A relationship between vascular risk factors and Alzheimer disease has been considered for over 20 years. In fact, it was widely accepted that “a hardening of the arteries” was to blame for senile dementias. There is also evidence that vascular diseases such as stroke, atherosclerosis, and hypertension are associated with an increased risk of dementia and AD, and that an abnormally elevated level of fibrinogen, the protein critical for blood clot formation, is correlated with AD. Many epidemiologic studies show that practically all of the reported risk factors for AD are related to vascular functions and have an established association with cerebral hypoperfusion.
In the June 10 issue of the journal Neuron, a research team led by Sidney Strickland at Rockefeller University in New York City provides a link between the ß amyloid peptide (Aß) and abnormal fibrin clot formation in cerebral blood vessels. In essence, they suggest a new role for Aß in AD, whereby it would accumulate in the aging brain and interact with fibrinogen. This interaction is thought to lead to persistent clots that obstruct blood flow and engender inflammation. The researchers propose that this altered clotting, compromised blood flow, and inflammation, all contribute to the cognitive decline associated with AD.
This paper nicely establishes a link between fibrin clot formation and Aß protein in animal models of AD, and warrants further investigation, particularly in how this process might occur in the aging human brain.

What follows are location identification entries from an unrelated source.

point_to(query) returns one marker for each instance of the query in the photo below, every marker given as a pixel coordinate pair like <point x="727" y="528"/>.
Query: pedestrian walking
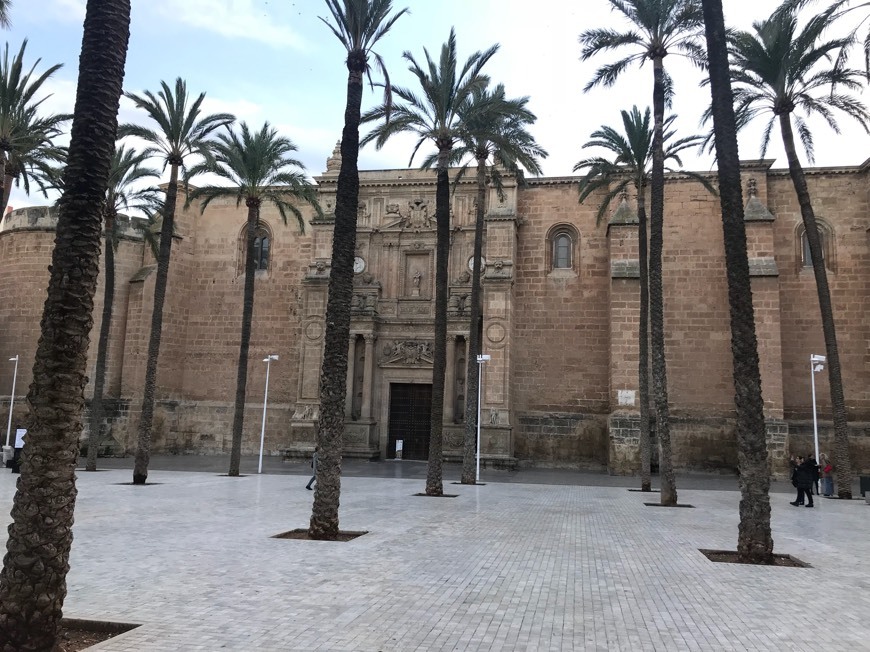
<point x="827" y="475"/>
<point x="313" y="466"/>
<point x="803" y="479"/>
<point x="20" y="434"/>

In the meantime, it should be noted that aerobic exercise (in moderation), has been shown to exert the greatest influence on AD risk reduction, perhaps by optimally affecting cerebral perfusion.
Michael Rafii, MD, PhD
Associate Medical Director, ADCS
Cortes-Canteli M, Paul J, Norris EH, Bronstein R, Ahn HJ, Zamolodchikov D, Bhuvanendran S, Fenz KM, Strickland S. Fibrinogen and ß-Amyloid Association Alters Thrombosis and Fibrinolysis: A Possible Contributing Factor to Alzheimer’s Disease. Neuron. 2010 June 10;66:695-709.